Once we had the phone we thought life was complete but we were wrong. With trepidation each morning we would lift the handset and more often than not it would be dead.  We quickly learned that tracking down the area lineman produced faster results than reporting it to the exchange so we often found ourselves getting the scooter out and scouring the area. He could usually be found up a pole somewhere in the village or if not in one of the many “feni bars” and the lure of a bottle of ice cold beer and Rs50 normally got him there that day.
Despite our resolve to not get sucked in to the bribery and baksheesh system so rife in India we found ourselves having to pay a bribe sometimes a couple of times a week just to keep in contact with the rest of the world.
It was over a cup of tea one morning with our neighbour, Joe Lobo, that the light began to dawn.  Joe’s phone last went out of order months ago – why is ours out of order so much. Ping! it’s a nice little earner a beer and Rs200 a couple of times a week – thank you.
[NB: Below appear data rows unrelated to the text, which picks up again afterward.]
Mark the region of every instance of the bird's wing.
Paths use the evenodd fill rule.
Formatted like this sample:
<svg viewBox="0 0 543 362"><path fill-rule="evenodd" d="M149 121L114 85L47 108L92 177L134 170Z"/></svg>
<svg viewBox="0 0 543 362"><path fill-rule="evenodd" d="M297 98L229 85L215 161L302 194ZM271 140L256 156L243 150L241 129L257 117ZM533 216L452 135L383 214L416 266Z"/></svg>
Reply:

We were damn sure paying him to do his job badly was not the way this should work. A meeting was set up. And it was explained that whenever we met it was always stressful, with our angry faces and lots of shouting loudly all the time. To make this go away all he had to do was give us his best assurance that our phone would never go out of order again then once a month we would be able to sit and chat, stress free, and have some beers and he could collect Rs250 as a thank you. From that day on we became friends and once a month as promised we always sat on the balcao and passed the time of day over some beers.
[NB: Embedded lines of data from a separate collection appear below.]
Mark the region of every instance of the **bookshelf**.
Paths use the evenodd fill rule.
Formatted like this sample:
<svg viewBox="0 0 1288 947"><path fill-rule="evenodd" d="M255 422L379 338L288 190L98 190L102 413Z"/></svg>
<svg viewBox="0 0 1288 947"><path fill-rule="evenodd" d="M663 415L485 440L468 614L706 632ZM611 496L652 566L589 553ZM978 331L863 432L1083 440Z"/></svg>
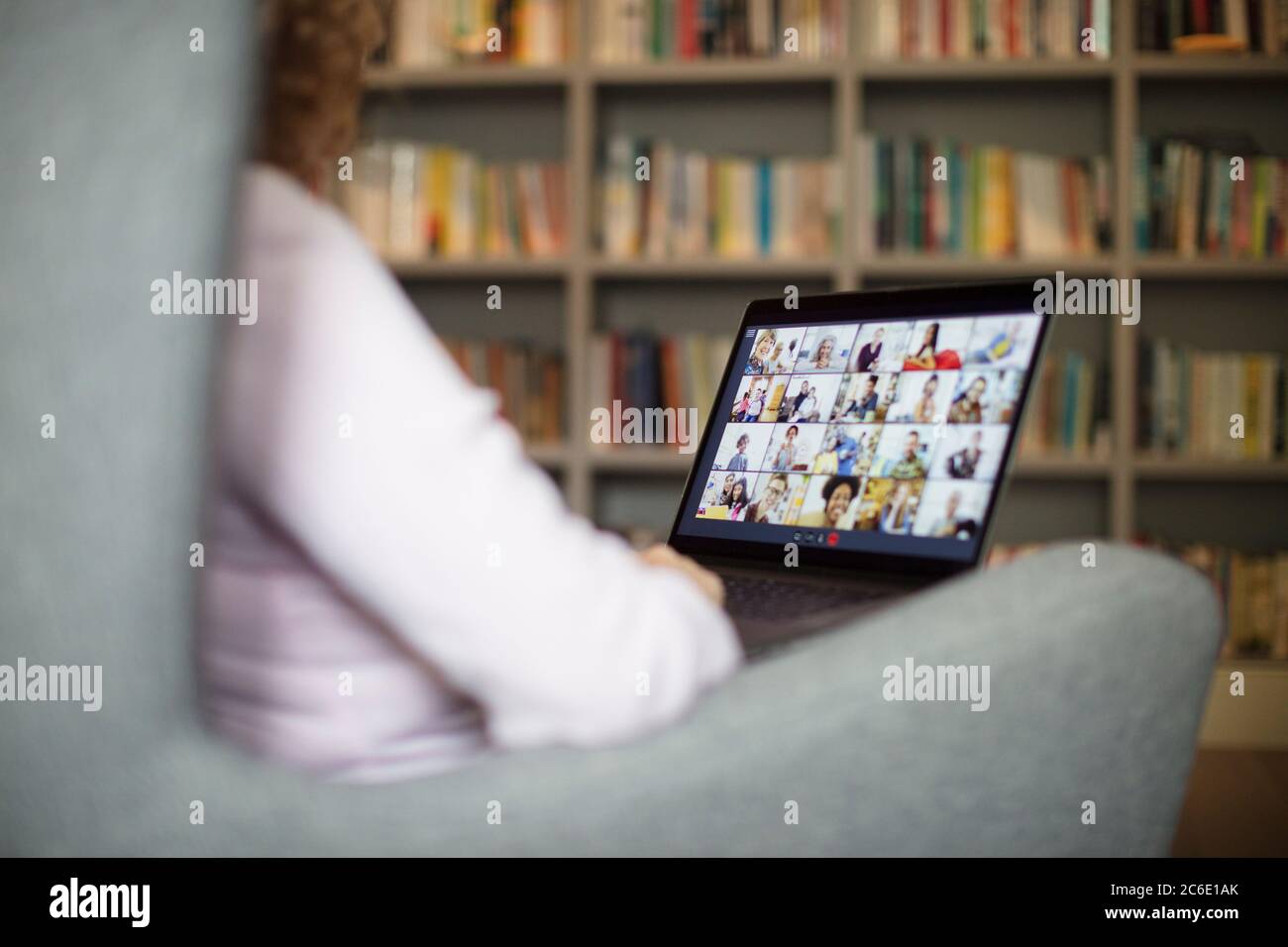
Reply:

The line never went off.  Win win.
One day as I was driving home I was over taken by a push bike flying like the wind and when I turned the corner a very breathless and red faced linesman was shimmying up the pole outside our house. Apparently a lorry had reversed into our drive and snagged our phone line and he was trying to beat me home to repair it before we knew anything about it. Now that’s more like it, that’s what you call good service indeed.


How not to make a promotional video - French and Saunders eat your heart out.
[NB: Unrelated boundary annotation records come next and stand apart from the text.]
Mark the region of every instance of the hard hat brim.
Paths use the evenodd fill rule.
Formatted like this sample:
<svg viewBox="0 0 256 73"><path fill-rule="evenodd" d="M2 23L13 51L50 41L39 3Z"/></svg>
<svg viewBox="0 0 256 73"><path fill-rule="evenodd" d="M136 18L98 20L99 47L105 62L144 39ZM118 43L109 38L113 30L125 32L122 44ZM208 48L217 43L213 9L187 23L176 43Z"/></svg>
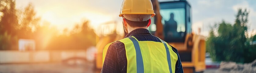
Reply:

Debbie Summerfield was now running our sales office. She was the third member of our group on our first Goa holiday in 1992 but with a newborn she was unable to come again to Goa to familiarize herself with the properties - a slight disadvantage as “Head of Sales UK”. So when Bob Vingo (second cousin twice removed) came out that first season armed with a video camera it was too good an opportunity to miss. We decided to make a little video for Debbie.
We are all familiar with the business training videos John Cleese’s company Video Arts made, How NOT to Run a Meeting, How NOT to Impress Customers. We were just about to make How NOT to make a Promotional Video.
Totally unplanned we met Bob at D’Costa House and decided the best way to do it was a walk through video room by room. Standing side by side on the entrance steps cameras poised, no script, just by the seat of our pants we started.
Faced with a rolling camera I panicked and started babbling on like a scene from Who’s Line is it Anyway? Linda’s head swiveled in amazement at what was coming out and whilst I spouted forth moving from room to room she trotted behind me transfixed.
The result was hilarious.
It looked like a scene from Acorn Antiques with forgotten lines and moving scenery. The sleepy village of Para, where most of the time all you could hear was the swishing of the odd water buffalo tail, sounded like it was on the M25 close to Gatwick. Whoever would have known that the occasional little scooter putt putting past would sound like a Ferrari and that the idly turning ceiling fans would sound like helicopters overhead. All my impromptu dialogue was totally drowned out so it looked like we were miming anyway!!!
Scarred for life from this first experience we have turned down many opportunities for media appearances over the years. No, I am wrong. There was the interview about how to cook chicken cafreal for a cookery programme that was aired on Somerset Radio but that’s a whole other story.
We have since registered as French and Saunders Lookie Likies and are now available for weddings and bar mitzvahs (no prizes for which one is which).